Schema: image-classification

AttributeTypeRequiredDescriptionExample
typestringYesDefines the classification category or label type."product-label"

Generate Image Description

The Image Description action analyzes an image and generates a textual description of its contents. The following are the requirements:

  • Input files must be images.
  • objectKeys must contain only image paths. Note: All objectKeys must be distinct and use valid formats, such as PNG, JPG, or PDF.

How it works:

  • The API uses AI models to identify objects, scenes, and activities in the image.
  • It synthesizes these elements into a coherent description.
  • The result is returned as a natural language text string.

For example: ""A blue Honda CR-V SUV with visible damage to the front bumper parked in a driveway."

Output

String containing the generated description

This output is a single string that provides a descriptive summary of the image content.

Schema: image-description

AttributeTypeRequiredDescriptionExample
typestringYesA natural language description of the image content."A package lying on a desk next to a laptop"

Generate Image Embeddings

The Image Embeddings action converts visual information into a high-dimensional vector representation. This action requires that its input files must be images.

How it works:

  • The image is processed through an AI model designed to extract visual features.
  • The network converts these features into a dense vector (typically 512-1024 dimensions).
  • These vectors place visually similar images closer in the vector space. The result is an array of floating-point numbers.

For example, [0.021, -0.065, 0.127, 0.036, -0.198, ... ]

These embeddings can be used for:

  • Finding visually similar images
  • Building image search systems
  • Clustering similar images together

Output

Vector of floats

The output is a vector representation of the image.

Schema: image-embeddings

FieldTypeDescriptionExample
outputList<float>High-dimensional vector representation of the image.[0.123, 0.456, 0.789]

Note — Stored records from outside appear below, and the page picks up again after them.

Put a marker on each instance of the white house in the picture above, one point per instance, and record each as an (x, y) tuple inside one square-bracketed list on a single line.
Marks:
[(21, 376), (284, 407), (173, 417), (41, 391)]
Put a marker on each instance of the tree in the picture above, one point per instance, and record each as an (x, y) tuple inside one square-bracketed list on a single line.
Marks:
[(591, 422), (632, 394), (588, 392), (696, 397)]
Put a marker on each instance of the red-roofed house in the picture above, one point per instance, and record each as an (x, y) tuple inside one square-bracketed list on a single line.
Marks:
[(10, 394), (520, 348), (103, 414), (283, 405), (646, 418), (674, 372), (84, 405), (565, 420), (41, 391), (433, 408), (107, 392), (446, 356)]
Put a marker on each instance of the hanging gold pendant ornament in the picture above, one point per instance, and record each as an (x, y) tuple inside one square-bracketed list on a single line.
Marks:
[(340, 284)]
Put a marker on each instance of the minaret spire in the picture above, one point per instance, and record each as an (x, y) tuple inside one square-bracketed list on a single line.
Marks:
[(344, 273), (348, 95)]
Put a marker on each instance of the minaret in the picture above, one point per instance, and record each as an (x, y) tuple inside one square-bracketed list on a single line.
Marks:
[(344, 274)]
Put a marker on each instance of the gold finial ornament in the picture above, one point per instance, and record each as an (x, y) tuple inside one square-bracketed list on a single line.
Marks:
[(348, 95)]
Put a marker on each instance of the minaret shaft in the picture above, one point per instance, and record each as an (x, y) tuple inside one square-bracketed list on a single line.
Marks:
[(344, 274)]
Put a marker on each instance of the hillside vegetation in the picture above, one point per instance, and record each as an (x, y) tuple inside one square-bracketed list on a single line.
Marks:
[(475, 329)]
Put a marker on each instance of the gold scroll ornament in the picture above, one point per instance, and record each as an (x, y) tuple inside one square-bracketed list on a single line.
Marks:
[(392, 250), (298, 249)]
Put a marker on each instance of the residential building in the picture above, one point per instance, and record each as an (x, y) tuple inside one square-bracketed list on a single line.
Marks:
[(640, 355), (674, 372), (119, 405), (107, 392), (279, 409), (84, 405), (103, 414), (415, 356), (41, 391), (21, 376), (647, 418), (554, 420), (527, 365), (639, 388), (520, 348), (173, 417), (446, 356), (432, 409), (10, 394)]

Generate and Match Image Metadata

The Image Metadata Generation action generates metadata from an input image and matches them against a set of provided metadata examples to return the most relevant results. The following are the requirements:

  • Input files must be images.
  • objectKeys must contain only image paths. Note: All objectKeys must be distinct and use valid formats, such as PNG, JPG, or PDF.
  • kSimilarMetadata - must be provided and should contain at least one item. Note: If image-metadata-generation is not specified, then kSimilarMetadata must be null or empty.

Provide kSimilarMetadata in a POST request to enhance the quality of the API response.

tip

Providing multiple example objects is highly recommended, as it helps the API generate more accurate and contextually relevant results. Each item in kSimilarMetadata should be a dictionary (JSON object) containing representative example data.

For example, if the input image shows Times Square in New York City, your request might include metadata like:

{
"KSimilarMetadata" : [
{
"event:location": "New Bristol, Terranova",
"keywords:tags": "economy|markets|Noventis|GEF|Terranova|report",
"photo type": "Landscape photography, Nature photography, Macro photography",
"referenceL list:list" : [
"Getty Images: Times Square, New York City",
"Shutterstock Editorial: Times Square NYC",
"National Geographic Photo Archive: Times Square",
"New York Public Library Digital Collections: Times Square",
"Lonely Planet: Times Square Photo Guide"
],
"summary:text": "This report provides a comprehensive analysis of financial trends and investment opportunities across emerging markets in the Terranova region, focusing on the strategies employed by Noventis Group."
}
]
}

How it works:

  • You can provide example metadata structure to guide the generation.
  • The model analyzes the image and extracts relevant information.
  • It structures the information following your metadata templates. The result is a structured JSON object containing the metadata.

For example:

{
"car_metadata": {
"manufacturer": "Honda",
"model": "CR-V",
"color": "blue",
"damage_identified": {
"car_part": "bumper",
"damage_type": "cracked",
"damage_severity": "mild"
}
}
}

Output

Dictionary of generated metadata fields and values

The output is a key-value mapping where each key represents a metadata field (e.g., title, author, date), and each value contains the corresponding data extracted or generated for an image.

Schema: image-metadata-generation

FieldTypeDescriptionExample
colorstringThe color attribute of the item."red"
shapestringThe shape attribute of the item."rectangular"
barcodestringUnique identifier typically used for scanning."1234567890"

Detect Entities in Images

The Named Entity Recognition action detects specific entities visible in images, such as people, organization, and locations. This action requires that its input files must be images.

How it works:

  • The model analyzes the image to detect text and visual entities.
  • It categorizes detected entities into predefined types.
  • The result is a structured object containing entity types and values.

For example:

{
"organization": ["Honda", "CR-V"],
"person": ["None"],
"location": ["driveway"],
"object": ["car", "bumper"]
}

Output

Dictionary of detected entities

The output represents detected named entities extracted from image content.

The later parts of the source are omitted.